Strategy Has $2.21 B Cash Runway for STRC Dividends; Rosen Law Probe Opens
MSTR•Strategy holds $2.21 billion cash to fund STRC dividends for ten months after selling 32 BTC in May; STRC shares fell 23% in June to $77 and MSTR common stock is down 45% YTD. Rosen Law opened probe into misleading Bitcoin strategy, while CryptoQuant urges pausing buys to rebuild dollar reserves.
1. Cash Reserve and BTC Sales
Strategy holds $2.21 billion in U.S. dollar reserves, enough to cover preferred stock dividends for ten months following a May sale of 32 BTC to shore up dividend payments. This sale reflects growing pressure on the company’s cash buffer as dividend obligations on STRC expand.
2. Preferred and Common Share Performance
STRC shares have declined 23% in June to trade at $77, falling well below their $100 par value, while common stock is down 45% year-to-date and trading at a discount to the bitcoin it holds. These moves signal waning investor confidence in the dividend model and leverage play.

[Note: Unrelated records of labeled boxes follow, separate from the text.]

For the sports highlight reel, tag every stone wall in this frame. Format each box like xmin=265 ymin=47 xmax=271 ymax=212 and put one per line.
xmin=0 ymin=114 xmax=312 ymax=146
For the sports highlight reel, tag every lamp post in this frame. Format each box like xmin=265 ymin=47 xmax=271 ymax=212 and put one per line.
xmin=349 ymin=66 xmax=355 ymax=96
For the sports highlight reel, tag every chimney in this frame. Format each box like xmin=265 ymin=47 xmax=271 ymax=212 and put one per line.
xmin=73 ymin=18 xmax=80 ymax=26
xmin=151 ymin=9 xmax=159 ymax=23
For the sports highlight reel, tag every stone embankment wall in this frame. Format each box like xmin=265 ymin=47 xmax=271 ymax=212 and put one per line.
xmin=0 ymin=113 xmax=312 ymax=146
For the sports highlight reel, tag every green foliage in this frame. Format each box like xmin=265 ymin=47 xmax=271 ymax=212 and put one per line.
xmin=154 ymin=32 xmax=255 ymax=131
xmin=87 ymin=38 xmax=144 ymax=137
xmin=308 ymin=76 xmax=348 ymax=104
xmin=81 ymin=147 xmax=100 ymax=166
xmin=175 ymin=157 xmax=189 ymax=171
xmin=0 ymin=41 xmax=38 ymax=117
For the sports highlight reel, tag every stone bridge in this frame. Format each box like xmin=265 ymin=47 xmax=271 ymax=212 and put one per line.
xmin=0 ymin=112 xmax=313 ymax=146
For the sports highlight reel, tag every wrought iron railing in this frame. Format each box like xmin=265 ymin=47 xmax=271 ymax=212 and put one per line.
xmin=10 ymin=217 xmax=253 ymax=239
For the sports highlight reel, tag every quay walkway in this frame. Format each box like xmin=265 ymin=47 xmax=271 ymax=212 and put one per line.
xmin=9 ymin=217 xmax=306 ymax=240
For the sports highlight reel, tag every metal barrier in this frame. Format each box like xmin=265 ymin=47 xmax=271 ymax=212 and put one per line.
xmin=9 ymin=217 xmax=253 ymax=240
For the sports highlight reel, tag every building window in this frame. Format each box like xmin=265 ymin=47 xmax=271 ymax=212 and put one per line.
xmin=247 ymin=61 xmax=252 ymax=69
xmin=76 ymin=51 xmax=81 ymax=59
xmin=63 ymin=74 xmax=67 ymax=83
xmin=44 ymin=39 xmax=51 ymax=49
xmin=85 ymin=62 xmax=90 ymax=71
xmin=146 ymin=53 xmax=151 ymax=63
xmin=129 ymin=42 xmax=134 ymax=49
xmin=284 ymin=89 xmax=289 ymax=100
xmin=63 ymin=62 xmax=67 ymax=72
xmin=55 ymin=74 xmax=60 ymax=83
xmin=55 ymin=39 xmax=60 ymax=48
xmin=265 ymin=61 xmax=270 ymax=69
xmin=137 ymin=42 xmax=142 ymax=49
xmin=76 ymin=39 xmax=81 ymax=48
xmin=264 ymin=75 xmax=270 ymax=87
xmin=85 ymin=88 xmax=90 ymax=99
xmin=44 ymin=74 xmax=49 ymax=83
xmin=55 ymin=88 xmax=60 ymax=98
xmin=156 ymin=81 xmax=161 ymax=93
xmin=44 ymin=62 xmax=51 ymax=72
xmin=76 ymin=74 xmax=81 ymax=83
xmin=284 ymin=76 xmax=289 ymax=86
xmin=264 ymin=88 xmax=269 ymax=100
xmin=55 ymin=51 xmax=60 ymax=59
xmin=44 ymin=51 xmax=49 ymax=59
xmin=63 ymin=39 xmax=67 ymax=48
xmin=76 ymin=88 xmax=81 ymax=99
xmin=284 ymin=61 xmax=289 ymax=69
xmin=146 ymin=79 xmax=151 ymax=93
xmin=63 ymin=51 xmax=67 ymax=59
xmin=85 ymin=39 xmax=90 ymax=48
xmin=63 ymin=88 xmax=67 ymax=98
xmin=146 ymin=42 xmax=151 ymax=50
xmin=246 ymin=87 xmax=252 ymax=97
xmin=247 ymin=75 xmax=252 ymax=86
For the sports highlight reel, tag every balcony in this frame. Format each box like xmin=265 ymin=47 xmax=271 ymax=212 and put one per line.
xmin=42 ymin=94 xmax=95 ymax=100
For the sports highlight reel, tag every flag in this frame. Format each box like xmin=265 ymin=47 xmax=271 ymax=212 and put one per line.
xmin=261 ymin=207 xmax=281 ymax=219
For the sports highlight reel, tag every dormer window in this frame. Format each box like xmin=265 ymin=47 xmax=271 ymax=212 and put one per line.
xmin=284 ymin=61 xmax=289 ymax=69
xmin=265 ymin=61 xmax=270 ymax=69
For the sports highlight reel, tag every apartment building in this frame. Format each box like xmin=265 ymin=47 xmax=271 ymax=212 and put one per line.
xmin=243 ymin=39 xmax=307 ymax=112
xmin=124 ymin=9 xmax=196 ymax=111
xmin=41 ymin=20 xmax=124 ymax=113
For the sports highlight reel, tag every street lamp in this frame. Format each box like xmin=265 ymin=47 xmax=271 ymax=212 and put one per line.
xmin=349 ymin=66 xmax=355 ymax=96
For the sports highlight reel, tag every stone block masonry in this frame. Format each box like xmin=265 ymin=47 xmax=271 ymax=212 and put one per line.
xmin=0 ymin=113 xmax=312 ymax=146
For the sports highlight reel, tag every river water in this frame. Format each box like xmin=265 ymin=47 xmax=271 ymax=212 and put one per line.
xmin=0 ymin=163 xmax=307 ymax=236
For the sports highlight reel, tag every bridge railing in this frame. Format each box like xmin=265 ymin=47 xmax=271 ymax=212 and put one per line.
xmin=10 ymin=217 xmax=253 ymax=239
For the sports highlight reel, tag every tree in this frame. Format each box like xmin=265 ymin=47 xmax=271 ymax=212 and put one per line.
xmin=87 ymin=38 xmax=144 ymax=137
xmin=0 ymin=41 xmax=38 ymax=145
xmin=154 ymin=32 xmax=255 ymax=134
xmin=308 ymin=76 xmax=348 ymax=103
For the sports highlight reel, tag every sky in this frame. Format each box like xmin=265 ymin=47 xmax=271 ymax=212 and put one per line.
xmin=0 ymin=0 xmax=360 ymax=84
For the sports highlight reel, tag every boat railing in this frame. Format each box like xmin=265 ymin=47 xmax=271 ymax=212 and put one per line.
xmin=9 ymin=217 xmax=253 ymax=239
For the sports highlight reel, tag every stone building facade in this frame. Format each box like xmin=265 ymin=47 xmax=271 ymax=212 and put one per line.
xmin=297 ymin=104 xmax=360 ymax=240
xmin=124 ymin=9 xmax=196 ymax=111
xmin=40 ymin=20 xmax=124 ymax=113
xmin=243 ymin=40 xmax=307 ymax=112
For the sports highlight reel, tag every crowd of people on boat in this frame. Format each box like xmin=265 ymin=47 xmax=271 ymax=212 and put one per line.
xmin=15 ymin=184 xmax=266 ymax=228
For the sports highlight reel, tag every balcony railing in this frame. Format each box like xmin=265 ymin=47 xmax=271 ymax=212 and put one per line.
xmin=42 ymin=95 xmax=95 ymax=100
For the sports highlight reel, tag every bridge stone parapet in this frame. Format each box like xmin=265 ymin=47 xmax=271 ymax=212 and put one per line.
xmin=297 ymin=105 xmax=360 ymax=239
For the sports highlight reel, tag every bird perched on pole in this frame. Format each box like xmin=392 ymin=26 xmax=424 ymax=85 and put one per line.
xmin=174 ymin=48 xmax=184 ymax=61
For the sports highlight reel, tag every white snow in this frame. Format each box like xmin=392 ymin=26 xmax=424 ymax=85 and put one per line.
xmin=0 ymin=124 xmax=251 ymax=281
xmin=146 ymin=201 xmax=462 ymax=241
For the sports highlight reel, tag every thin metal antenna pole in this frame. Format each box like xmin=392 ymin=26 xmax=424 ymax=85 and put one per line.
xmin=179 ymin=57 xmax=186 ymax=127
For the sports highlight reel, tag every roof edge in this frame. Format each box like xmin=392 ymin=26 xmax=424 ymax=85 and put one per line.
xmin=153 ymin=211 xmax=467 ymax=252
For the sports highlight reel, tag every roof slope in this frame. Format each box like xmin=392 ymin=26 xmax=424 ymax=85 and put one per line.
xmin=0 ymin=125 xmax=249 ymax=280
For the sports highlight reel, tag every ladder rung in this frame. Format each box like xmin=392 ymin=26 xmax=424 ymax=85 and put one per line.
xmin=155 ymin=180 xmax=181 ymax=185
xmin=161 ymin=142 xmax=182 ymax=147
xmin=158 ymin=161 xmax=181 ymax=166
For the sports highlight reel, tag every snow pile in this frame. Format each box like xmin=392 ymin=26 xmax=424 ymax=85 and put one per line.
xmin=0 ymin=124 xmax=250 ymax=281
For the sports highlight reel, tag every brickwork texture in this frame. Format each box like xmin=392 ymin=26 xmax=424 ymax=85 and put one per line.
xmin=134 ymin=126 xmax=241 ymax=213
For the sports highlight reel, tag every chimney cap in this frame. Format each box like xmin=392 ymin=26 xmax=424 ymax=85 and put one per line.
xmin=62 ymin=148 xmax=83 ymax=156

3. Rosen Law Firm Investigation
A class action probe has been launched to examine whether executives made materially misleading statements about the company’s Bitcoin treasury operations, profitability and dividend sustainability. The investigation covers multiple securities tied to Strategy’s funding structure.
4. CryptoQuant Recommendation
CryptoQuant warns that Strategy should pause new Bitcoin purchases and rebuild U.S. dollar reserves before resuming its systematic accumulation model. The advisory highlights the need for a stronger cash buffer to support ongoing dividend commitments and investor confidence.